Расстроенный Толик не заметил, что отец и мама совсем не взволнованы встречей.

«Мама, — вспомнил Толик, — интересуется Темкиным здоровьем. Вот она и пришла узнать, как и что. И увидела отца. Что особенного?..»

— Я проявил пленку, — сказал отец Толику. — Сейчас будем печатать.

— Прямо в палате? — удивилась мама, будто она уже знала про все — и про фотоаппарат, и про то, как они снимали сегодня.

— Прямо в палате! — улыбнулся отец. — Николая Ивановича помнишь? Так он тут главврачом. Разрешит!

— Ну идите! — ответила спокойно мама. — Счастливо!

Она повернулась и не спеша пошла по улице. Толик вздохнул, постепенно приходя в себя, и они отправились к Темке.

— Ничего! — сказал ему отец, обняв за плечо. — Скоро всему конец.

Толик подумал, освобожденно вздыхая, что правда, скоро всему конец, скоро уж, совсем скоро выпишут Темку из больницы.
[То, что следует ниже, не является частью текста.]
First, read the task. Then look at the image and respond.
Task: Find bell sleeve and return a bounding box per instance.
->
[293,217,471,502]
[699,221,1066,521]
Но оказалось, они не поняли друг друга.

Совсем не поняли.

Выяснилось это позже, а пока отец отворил дверь в Темкину палату и стал вынимать из коробки увеличитель, пластмассовые ванночки, красный фонарь.

Он хлопотал, а Темка глядел на Толика удивленными глазами, видно, не понимая, отчего он убежал. Но едва они устроились поудобнее и кинули в ванночку первый листок бумаги, Темка все забыл. Глаза у него яростно засветились при красном таинственном свете, он подмигнул Толику и шепнул ему в самое ухо:

— У тебя законный отец!

Толик легко вздохнул, снова радуясь за Темку и за отца, увидел, как, словно по велению волшебника, в ванночке под красным фонарем на белом листе бумаги прорисовывается он сам — все ярче и четче: распахнутая рубашка в клеточку, рот до ушей, брови вразлет и точечки глаз.
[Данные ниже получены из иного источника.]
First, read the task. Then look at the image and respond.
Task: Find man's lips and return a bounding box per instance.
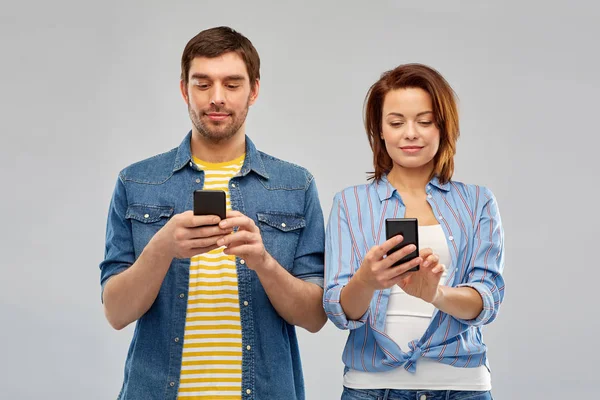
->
[206,113,229,121]
[400,146,423,153]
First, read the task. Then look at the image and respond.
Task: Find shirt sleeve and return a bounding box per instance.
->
[100,177,135,302]
[323,193,369,330]
[457,188,504,326]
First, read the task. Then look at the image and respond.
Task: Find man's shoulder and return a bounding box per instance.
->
[259,151,313,189]
[119,148,177,183]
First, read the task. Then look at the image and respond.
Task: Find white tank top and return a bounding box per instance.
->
[344,225,492,391]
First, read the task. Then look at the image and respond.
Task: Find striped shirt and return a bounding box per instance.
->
[178,152,244,400]
[323,176,504,372]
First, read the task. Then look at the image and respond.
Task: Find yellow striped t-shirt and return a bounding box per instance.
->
[178,155,245,400]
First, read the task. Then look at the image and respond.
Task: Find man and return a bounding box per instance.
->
[100,27,326,400]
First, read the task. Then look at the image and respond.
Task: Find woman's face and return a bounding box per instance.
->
[381,88,440,173]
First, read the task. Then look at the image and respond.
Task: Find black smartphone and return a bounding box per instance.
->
[194,190,227,219]
[385,218,419,272]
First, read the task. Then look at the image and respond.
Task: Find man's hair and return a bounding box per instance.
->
[181,26,260,88]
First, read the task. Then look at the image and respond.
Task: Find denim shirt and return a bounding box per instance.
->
[100,132,325,400]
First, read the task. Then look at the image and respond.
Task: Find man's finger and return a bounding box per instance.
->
[217,231,256,247]
[183,211,221,228]
[219,214,258,232]
[188,225,232,239]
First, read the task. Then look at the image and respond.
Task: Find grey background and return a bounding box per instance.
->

Толик смотрел сам на себя, прислонившегося к косяку возле дверей в Темкиной палате, и поражался чуду остановленного времени.

Толик принес этот снимок домой еще мокрым, свернув трубочкой. А наутро, когда бумага просохла, мама приколола карточку кнопкой к стене. Повесила в тот угол, где бабкина икона висела, только пониже.
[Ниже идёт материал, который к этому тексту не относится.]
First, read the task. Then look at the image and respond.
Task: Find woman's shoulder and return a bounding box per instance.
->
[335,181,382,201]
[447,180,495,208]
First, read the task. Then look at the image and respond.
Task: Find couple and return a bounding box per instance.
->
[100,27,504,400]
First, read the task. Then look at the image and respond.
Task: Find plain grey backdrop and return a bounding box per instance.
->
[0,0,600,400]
— Ну вот, — сказала смеясь. — Теперь ты наш бог!

— Чей это ваш? — усмехнулся Толик, поглядывая на смурную бабку.

Возьмет еще да в знак протеста порвет карточку. А ведь жалко, все-таки первый настоящий снимок. Не такой, когда перед фотоаппаратом окаменевший сидишь и фотограф тебе, словно маленькому, обещает: «Гляди сюда, сейчас птичка выскочит», — а человеческий, какие у взрослых бывают. Да и сфотографировал Толика не кто-нибудь — Темка.

— Наш! — весело подтвердила мама, будто и не замечая бабки. — Наш! Наш! — И засмеялась, словно горох рассыпала.